One company, Fountain Quail, is taking steps to ensure that some areas don’t run out of water. The company has opened a flowback recycling center, the first of its kind in Karnes County, in partnership with NAC Services, LLC.
Flowback is the water that comes back out of a well once it is fracked. According to Brent Halldorson of Fountain Quail only about 25 percent of the water pumped into the well during the fracking process comes back out to be recycled or disposed of. When the water comes back out, it comes as salt water.
“We can take that waste stream and make it fresh water,” he said.
The process for taking the saltwater waste stream to fresh reusable water is a two-step process.
Halldorson’s company has come up with a piece of equipment called the Nomad that performs the two steps. Step one involves cleaning the salt water. All of the clay, dirt, polymers and solids forms are removed from the water to make it clean saltwater. Step two is to then take the salt water and turn it back into freshwater by removing the salt, or total dissolved solids, through a boiling process. The end result is fresh distilled water.
Not all of the salt water that starts the process comes out as fresh clean water; some comes out as concentrate brine which is not a waste because it can be used in the completion process in drilling.
The other alternative to the Fountain Quail recycling is deep water disposal wells. Flowback water can be placed in very deep wells and sealed up for no further use.
The Fountain Quail method is more environmentally friendly and “we want to make it economically attractive,” Halldorson said.

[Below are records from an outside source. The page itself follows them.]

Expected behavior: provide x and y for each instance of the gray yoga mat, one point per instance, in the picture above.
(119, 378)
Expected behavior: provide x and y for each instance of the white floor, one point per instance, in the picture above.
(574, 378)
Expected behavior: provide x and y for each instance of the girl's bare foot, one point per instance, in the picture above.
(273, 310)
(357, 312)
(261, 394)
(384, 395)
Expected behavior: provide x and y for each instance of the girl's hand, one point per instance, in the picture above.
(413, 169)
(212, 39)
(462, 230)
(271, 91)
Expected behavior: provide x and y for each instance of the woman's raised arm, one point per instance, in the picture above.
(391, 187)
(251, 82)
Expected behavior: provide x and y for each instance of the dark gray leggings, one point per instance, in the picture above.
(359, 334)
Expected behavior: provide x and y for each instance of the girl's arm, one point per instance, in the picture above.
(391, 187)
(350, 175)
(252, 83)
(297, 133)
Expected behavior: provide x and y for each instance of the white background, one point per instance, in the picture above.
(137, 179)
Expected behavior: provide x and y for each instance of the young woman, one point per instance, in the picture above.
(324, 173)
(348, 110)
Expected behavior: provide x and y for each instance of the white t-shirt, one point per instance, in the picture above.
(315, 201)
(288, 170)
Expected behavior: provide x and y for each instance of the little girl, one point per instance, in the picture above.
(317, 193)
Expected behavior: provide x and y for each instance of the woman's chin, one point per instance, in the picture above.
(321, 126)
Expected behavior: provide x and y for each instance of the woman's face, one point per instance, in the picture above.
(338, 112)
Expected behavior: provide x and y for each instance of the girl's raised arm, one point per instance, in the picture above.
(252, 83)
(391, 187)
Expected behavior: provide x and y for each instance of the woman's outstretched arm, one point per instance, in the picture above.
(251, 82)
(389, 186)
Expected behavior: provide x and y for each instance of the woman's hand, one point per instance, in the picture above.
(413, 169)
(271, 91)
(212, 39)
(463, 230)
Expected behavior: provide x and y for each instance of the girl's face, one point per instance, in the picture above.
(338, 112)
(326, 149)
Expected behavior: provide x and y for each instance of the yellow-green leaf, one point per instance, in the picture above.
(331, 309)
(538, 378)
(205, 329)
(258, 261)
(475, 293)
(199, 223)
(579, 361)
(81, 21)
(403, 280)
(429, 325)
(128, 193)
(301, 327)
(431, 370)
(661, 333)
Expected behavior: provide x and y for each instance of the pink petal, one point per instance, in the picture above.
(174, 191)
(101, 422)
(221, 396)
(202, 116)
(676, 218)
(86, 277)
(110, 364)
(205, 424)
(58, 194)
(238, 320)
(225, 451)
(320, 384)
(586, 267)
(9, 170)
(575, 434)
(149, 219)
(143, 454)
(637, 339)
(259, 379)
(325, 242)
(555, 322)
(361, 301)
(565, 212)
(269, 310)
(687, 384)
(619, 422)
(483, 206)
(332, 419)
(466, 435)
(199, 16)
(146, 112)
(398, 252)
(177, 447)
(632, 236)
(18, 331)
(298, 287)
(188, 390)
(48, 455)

The NAC Kenedy plant has been in operation since early November. Halldorson said the company chose that location for its recycling center because of the proximity to ongoing activity. The wastewater has to be trucked to the plant for the recycling process to take place but the trucks don’t have to wait on the process. There are holding ponds with fresh water ready and waiting to be taken away after the non-usable water is unloaded.
The whole plant takes up only about a five acres of space on the NAC property and Halldorson said all of the equipment is movable so it can be relocated at any time depending on where the activity is. Moving the facility close to where the activity is makes it attractive to companies because it is more cost effective to truck the water shorter distances.
The company also has operated flowback recycling centers in the Barnett Shale in North Texas. The company has recycled roughly 8 million gallons over its seven years of operation in the Barnett Shale.
“Every drop of water that we have used in Texas has been used to frack a new well,” Halldorson said. “That is 800 million gallons that didn’t come from the environment.”
He said his company is not trying to push recycling but giving people options.
“We have to make sure that the cost of recycling is competitive with disposal wells,” he said. “The value of the recycled fresh water helps make recycling economically attractive.”
The company has hopes that the recycling concept will take off as it did in the Barnett and that Fountain Quail will be able to open up several more recycling facilities all around the Eagle Ford or move the one it has in place currently.